Mutação RHO: A rodopsina mal dobrada induz estresse do retículo endoplasmático → resposta a proteínas mal dobradas → apoptose11)
Mutações REEP6: REEP6 codifica uma proteína envolvida na manutenção da morfologia do RE. Mutações patogênicas levam à formação de inclusões no RE no segmento externo dos bastonetes, resultando em degeneração fotorreceptora4)
Mutações RPGR: RPGR está envolvido na estrutura do axonema dos cílios primários, e mutações prejudicam o transporte de material para o segmento externo dos fotorreceptores1)
7. Pesquisas Recentes e Perspectivas Futuras (Relatos em Fase de Pesquisa)
A terapia gênica é a abordagem mais promissora para tratar doenças hereditárias da retina8).
Luxturna (voretigene neparvovec): Medicamento de terapia gênica administrável a pacientes com variantes patogênicas bialélicas no gene RPE65. No Fase III dos EUA (estudo 301), 31 pacientes foram inscritos, e a análise mITT (20 intervenção, 9 controle) mostrou melhora significativa no MLMT e FST de luz branca em comparação ao grupo controle18). No Fase III doméstico (estudo A11301), aumento da sensibilidade FST e expansão do campo visual foram confirmados em 4 japoneses19). Foi aprovado no Japão em 2023, servindo como ponte entre tratamento padrão e tratamento experimental.
Terapia gênica RPGR: A terapia gênica mediada por AAV para XL-RP devido a mutações RPGR avançou para ensaios clínicos de Fase I/II/III8).
CRISPR/Cas9: Pesquisas estão em andamento para corrigir diretamente mutações patogênicas ou inativar mutações dominantes negativas8).
RdCVF (Fator de Sobrevivência de Cone Derivado de Bastonete) e Terapia de Proteção de Cone
RdCVF é uma proteína secretada pelos bastonetes que mantém a sobrevivência dos cones7)11). Ensaios clínicos de terapia de proteção de cone usando RdCVF estão em andamento, sendo uma estratégia terapêutica independente para manter a função dos cones após degeneração dos bastonetes.
NAC é um medicamento que suprime o estresse oxidativo, e um ensaio de Fase I relatou melhora na acuidade visual17). Em 2025, um ensaio de Fase III está em andamento.
Potencial de Reposicionamento de Glicocorticoide (Dexametasona)
Um estudo in vivo recente (modelo de camundongo rd10) demonstrou que a dexametasona intravítrea protege os fotorreceptores cones e o epitélio pigmentar da retina11). Os glicocorticoides têm forte potencial de reposicionamento como terapia independente de mutação. No entanto, as evidências atuais são limitadas a modelos animais, sendo necessária maior verificação para aplicação clínica em humanos.

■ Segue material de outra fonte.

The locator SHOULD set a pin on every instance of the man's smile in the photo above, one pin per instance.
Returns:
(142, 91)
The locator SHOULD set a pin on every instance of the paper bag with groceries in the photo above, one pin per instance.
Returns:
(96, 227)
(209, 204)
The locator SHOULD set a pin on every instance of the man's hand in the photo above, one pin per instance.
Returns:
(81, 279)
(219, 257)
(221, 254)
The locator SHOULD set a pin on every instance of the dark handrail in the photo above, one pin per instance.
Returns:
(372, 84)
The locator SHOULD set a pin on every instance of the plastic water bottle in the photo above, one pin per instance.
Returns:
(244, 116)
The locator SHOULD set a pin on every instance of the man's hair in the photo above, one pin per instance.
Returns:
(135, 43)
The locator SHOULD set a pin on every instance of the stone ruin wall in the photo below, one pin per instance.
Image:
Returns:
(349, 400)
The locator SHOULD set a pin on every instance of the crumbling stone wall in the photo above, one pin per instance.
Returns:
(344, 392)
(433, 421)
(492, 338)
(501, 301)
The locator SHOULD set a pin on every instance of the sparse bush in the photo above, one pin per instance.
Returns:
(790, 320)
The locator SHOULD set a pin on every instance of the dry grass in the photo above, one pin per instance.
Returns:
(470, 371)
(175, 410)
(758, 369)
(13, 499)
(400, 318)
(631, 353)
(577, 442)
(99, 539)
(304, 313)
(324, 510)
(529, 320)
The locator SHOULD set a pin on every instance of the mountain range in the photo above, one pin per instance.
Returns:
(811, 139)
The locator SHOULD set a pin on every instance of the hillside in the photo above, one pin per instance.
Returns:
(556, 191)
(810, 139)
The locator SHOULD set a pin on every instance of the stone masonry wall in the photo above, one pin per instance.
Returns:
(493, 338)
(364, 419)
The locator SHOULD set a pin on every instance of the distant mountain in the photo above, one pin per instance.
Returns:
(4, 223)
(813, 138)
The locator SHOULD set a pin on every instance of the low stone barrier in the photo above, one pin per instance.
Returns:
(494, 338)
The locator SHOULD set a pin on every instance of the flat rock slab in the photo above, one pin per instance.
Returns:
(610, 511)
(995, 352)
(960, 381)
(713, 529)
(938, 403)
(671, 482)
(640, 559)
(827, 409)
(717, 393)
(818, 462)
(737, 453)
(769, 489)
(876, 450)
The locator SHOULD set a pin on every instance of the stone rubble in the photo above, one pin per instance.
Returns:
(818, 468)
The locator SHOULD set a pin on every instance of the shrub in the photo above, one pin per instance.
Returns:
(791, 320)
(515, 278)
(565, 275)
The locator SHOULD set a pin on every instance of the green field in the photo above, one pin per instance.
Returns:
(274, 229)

Transplante de retina derivada de células iPS e retina artificial
Transplante de retina derivada de células iPS: Pesquisas sobre o transplante de folhas de fotorreceptores feitas a partir das próprias células iPS do paciente estão em andamento.
Retina artificial (prótese de retina): Dispositivos de estimulação elétrica para RP em estágio avançado. O Argus II e outros foram colocados em prática no exterior, e ensaios clínicos do método de estimulação transcoroidal-retiniana estão em andamento no Japão.
QA terapia genética também está disponível no Japão?
A
O voretigene neparvovec (Luxturna) foi aprovado no Japão em 2023, mas é limitado a distrofias retinianas com variantes patogênicas bialélicas no gene RPE65 9)18)19). A terapia genética para RP com outras mutações genéticas, incluindo a mutação RPGR, ainda está em fase de ensaios clínicos 7) e não é aprovada como terapia geral no Japão.
QComo obter terapia em fase de pesquisa?
A
A participação em ensaios clínicos é limitada a ensaios oficiais aprovados pelo comitê de ética da instituição médica. Além de consultar o médico responsável, as informações sobre ensaios podem ser pesquisadas no site de Informações de Ensaios Clínicos (jRCT) operado pelo Centro Nacional do Câncer, ou no clinicaltrials.gov dos EUA.